In defense of the horseless
Indeed, Aiken has quietly wrestled to maintain a harmonious balance between its status quo citizens and the “horse people” as they are sometimes called.
It’s a city in which traffic on the most congested thoroughfare, Whiskey Road, can be brought to a standstill by a crossing button specifically installed for horse riders.
The horse community doesn’t mind its admirers. But when tour buses recently began rolling through the red-clay Two Notch Road — a dusty path dissecting a hub of tracks and stables in an area where the first leg of the annual Triple Crown equestrian event takes place — the horse people waged a campaign to stop them on grounds of privacy and the fact that the buses were making the local roads too rough for horses’ sensitive hooves.
Restrictions were eventually placed on the tours.

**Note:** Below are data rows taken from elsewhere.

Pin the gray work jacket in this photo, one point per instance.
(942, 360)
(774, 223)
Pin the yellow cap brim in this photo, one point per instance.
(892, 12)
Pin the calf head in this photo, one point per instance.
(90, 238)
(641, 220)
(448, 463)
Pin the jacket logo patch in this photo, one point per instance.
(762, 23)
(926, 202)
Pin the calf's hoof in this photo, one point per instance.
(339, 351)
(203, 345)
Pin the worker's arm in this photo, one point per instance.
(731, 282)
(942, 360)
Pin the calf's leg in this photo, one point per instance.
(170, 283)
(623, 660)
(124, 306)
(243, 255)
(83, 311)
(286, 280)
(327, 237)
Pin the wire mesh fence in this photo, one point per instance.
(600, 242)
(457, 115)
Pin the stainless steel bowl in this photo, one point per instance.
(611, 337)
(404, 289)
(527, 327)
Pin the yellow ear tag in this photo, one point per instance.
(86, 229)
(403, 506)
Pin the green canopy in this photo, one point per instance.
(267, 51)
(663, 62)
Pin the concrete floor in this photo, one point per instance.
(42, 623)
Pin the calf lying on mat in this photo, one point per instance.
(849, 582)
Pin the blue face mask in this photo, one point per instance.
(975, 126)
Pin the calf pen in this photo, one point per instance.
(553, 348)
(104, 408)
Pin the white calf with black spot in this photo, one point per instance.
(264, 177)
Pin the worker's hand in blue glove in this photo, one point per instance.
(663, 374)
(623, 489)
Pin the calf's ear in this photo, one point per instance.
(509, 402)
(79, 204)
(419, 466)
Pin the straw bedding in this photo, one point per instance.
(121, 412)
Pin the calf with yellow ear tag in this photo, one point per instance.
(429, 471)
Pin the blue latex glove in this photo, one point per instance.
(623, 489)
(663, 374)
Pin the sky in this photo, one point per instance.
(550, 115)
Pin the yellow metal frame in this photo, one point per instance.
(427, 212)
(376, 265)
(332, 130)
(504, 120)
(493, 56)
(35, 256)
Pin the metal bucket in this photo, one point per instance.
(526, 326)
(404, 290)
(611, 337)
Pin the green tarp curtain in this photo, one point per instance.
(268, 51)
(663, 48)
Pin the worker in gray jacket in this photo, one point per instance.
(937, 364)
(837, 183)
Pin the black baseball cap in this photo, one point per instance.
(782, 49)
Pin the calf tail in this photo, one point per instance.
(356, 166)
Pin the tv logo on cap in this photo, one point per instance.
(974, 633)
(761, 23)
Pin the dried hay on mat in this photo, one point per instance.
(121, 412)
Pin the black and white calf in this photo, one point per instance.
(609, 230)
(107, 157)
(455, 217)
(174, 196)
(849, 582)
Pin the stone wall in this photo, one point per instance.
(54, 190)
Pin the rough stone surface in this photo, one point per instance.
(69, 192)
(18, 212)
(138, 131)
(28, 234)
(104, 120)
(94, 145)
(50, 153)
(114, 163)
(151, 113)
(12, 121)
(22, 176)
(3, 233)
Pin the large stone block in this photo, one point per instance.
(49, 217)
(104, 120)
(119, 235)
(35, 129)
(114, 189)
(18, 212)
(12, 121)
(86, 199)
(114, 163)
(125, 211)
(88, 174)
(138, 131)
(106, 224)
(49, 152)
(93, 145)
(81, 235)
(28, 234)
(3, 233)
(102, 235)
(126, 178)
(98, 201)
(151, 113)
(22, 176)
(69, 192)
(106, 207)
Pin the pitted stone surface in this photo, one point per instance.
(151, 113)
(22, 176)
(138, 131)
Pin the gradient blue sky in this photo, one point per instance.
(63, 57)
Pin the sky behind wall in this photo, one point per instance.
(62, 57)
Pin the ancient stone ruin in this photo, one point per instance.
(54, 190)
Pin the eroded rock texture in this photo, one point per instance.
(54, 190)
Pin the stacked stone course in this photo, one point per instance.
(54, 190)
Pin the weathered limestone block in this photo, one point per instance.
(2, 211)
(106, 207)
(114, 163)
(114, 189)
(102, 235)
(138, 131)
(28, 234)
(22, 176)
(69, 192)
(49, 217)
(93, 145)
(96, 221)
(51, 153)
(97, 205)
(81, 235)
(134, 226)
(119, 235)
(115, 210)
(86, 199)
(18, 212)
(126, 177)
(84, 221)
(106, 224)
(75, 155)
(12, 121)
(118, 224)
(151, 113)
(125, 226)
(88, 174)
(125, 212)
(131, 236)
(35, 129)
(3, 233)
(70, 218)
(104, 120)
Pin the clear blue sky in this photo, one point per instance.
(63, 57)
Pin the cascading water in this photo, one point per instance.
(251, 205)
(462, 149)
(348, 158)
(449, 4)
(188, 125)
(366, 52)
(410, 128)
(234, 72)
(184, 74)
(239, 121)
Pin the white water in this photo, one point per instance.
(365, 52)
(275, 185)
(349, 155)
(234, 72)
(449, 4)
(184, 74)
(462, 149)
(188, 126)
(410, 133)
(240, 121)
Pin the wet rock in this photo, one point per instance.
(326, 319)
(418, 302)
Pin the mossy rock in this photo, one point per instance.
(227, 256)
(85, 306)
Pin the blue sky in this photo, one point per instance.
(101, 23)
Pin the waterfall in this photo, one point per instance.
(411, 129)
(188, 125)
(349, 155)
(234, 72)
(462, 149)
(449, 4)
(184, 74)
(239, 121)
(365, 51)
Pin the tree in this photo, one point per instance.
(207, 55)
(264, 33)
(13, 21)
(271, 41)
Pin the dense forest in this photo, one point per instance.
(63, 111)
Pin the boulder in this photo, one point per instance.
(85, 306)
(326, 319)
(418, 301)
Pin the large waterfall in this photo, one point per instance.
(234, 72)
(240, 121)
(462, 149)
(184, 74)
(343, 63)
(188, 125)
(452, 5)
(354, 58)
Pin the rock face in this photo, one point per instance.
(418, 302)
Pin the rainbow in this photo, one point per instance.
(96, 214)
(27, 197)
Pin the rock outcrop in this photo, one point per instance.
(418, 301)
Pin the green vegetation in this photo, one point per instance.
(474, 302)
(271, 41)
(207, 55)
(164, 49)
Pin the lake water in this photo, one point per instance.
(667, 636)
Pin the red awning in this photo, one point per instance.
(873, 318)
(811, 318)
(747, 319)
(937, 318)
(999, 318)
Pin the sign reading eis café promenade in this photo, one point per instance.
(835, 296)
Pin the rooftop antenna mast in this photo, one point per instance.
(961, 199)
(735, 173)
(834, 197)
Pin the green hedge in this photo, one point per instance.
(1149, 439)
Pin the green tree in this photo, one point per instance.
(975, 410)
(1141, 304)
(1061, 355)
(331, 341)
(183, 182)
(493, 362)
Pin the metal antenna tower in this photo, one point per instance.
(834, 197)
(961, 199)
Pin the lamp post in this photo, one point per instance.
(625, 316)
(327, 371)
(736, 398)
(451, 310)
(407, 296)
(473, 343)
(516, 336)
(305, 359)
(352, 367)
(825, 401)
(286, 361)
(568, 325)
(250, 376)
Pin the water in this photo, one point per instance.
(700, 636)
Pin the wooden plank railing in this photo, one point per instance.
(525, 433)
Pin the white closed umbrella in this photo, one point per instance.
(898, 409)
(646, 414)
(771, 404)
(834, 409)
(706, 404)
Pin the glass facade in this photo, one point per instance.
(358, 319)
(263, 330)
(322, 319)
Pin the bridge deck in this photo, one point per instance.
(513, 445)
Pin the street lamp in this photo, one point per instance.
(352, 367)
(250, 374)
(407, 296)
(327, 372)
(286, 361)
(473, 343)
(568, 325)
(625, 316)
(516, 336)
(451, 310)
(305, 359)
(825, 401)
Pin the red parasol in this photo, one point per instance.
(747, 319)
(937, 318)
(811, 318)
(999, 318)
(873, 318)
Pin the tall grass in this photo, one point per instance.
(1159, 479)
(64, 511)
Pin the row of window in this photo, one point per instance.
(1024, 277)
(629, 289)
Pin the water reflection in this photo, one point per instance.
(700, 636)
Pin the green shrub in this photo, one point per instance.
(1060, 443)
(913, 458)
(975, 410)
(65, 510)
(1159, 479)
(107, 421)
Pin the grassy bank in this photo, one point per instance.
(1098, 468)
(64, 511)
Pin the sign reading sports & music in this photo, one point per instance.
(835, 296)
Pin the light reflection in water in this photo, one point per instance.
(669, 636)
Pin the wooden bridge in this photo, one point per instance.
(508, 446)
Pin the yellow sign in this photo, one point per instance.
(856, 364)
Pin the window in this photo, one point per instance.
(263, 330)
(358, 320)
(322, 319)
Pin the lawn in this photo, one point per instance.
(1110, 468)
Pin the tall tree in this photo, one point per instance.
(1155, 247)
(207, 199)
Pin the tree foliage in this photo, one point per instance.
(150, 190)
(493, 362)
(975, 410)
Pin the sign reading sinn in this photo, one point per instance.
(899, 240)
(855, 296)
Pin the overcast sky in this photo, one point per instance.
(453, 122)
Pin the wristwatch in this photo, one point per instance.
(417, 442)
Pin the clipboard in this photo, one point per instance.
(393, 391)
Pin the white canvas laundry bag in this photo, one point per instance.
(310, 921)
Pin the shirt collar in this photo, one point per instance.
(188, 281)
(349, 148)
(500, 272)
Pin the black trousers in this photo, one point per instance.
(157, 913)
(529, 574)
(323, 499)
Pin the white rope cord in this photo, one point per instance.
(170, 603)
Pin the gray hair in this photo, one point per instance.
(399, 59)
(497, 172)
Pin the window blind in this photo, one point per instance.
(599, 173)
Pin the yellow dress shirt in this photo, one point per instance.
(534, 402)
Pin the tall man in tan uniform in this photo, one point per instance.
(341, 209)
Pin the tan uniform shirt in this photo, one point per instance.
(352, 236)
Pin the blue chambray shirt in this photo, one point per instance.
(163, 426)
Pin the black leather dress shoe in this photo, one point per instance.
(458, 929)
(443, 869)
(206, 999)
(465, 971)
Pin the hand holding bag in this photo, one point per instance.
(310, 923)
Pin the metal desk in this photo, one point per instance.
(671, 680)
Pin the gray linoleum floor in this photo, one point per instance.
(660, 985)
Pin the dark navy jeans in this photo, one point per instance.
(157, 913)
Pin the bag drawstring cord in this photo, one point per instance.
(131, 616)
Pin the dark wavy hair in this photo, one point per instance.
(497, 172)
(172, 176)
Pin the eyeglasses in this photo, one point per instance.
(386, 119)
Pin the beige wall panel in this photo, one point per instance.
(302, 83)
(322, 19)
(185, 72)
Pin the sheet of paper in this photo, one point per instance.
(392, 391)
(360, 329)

In this city of roughly 30,000, horse breeches are worn as much for utilitarian purposes as status symbol. It’s not unusual to see residents clad in riding pants for a trip to the grocery or while perusing the single-malt scotch aisle at the local liquor store.
But with the rise in polo — the ritziest of horse sports — is Aiken about to become too good for its own good?
Todd Stilp doesn’t think so.
A lifelong resident of Aiken, Stilp has seen polo from both sides. As owner of Enviroscape, a landscape management company, Stilp has maintained and helped design layouts for the homes and barns of some of Aiken’s most prominent horse people.
This year, Stilp was also tapped to serve as co-chair on the Gold Cup tournament committee.
Like Tom Biddle, Stilp has worked to make polo an everyman sport.
His late friend, an insurance salesman, managed to play polo with four horses he had invested less than $10,000 in.
“He had a beat-up old truck and he probably had some used trailer that someone paid him to haul off his property,” Stilp says. “He played polo.”
Despite the prestige of this year’s Gold Cup, Stilp notes it only cost spectators $10 to get in.
But Stilp realizes there’s no denying that polo is primarily a sport for the wealthy.
“Some of these guys, like you and I would put a horse on a trailer, they put them on damn jets,” Stilp says. “Adolfo Cambiaso, top player in the world who was on the New Bridge Team … he keeps a set of ponies in Argentina. He flew his ones from England over to Aiken. He had six main horses. I guarantee you it cost about $25,000 or $30,000, one way. And that probably does not even include all the clean-up and all the prep work the local guys have to do.”
“Let’s face it,” Stilp adds, “everybody watches ‘Cribs’ on MTV, and ‘Lifestyles of the Rich and Famous.’ Well, they exist, and some of them come to Aiken.”
The difference, Stilp says, is when those rich and famous come to Aiken, it’s usually so they can leave the trappings of wealth and prestige back home.
“You know, for the past 100, 150 years, people have been coming to Aiken — famous people; all the money in the world — they’ve been coming to Aiken because they can come here and be themselves,” Stilp says. “You and I could go dressed like this (casual) into any restaurant, any day of the year, and nobody would say anything to us. You can’t walk into some high-end club or restaurant in South Florida, you can’t do that in Santa Barbara, you can’t do that up in the Hamptons.
Down here, it’s unpretentious. It’s understated elegance. I think that’s one of the nice things about Aiken, that everything’s laid back.”
Stilp doesn’t think that’s going to change anytime soon, despite the growing presences of the game of kings.
“I have a client that’s worth tens and tens of millions of dollars,” Stilp says. “She mucks her own stalls, they paint their own barns, they build their own fences. I’m going to say 98 percent of the people who have horses are like that.
“You get out and meet these people one-on-one, they’re real people.”